Example of weights of such network are:

Layer1: [[-1, 1], [1, -1]]
Layer2: [[1], [1]]

For the first (hidden) layer:

• If the input is [0,0], both nodes will have an activation of 0: ReLU(-1*0 + 1*0) = 0, ReLU(1*0 + -1*0) = 0
• If the input is [1,0], one node will have activation of 0 ReLU(-1*1 + 1*0) = 0 and the other activation of 1 ReLU(1*1 + -1*0) = 1
• If the input is [0,1], one node will have activation of 1 ReLu(-1*0 + 1*1) = 1 and the other activation of 0 ReLU(1*0 + -1*1) = 0
• If the input is [1,1], both nodes will have an activation of 0: ReLU(-1*1 + 1*1 = 0) = 0, ReLU(1*1 + -1*1 = 0) = 0

For the second (output) layer: Since the weights are [[1], [1]] (and there can be no negative activations from previous layer due to ReLU), the layer simply acts as a summation of activations in layer 1

• If the input is [0,0], the sum of activations in the previous layer is 0
• If the input is [1,0], the sum of activations in the previous layer is 1
• If the input is [0,1], the sum of activations in the previous layer is 1
• If the input is [1,1], the sum of activations in the previous layer is 0

While this method coincidentally works in the example above, it is limited to using zero (0) label for False examples of the XOR problem. If, for example, we used ones for False examples and twos for True examples, this approach would not work anymore.

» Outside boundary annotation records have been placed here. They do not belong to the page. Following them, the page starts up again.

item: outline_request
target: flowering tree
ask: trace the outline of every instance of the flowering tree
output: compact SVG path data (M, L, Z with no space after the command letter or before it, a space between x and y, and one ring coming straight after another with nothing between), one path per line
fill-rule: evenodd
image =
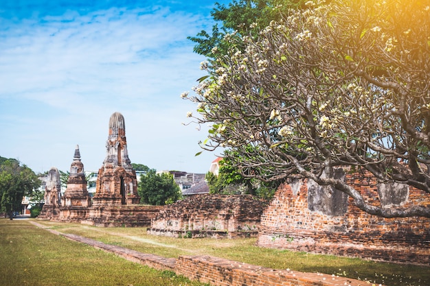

If I remember correctly it's not possible to have XOR without a bias.

I have built a neural network without bias and a 2x2x1 architecture solves XOR in 280 epochs. Am new to this, so didn't know either way, but it works, so it is possible.

Regards,

Leave the bias in. It doesn't see the values of your inputs.

In terms of a one-to-one analogy, I like to think of the bias as the offsetting c-value in the straight line equation: y = mx + c; it adds an independent degree of freedom to your system that is not influenced by the inputs to your network.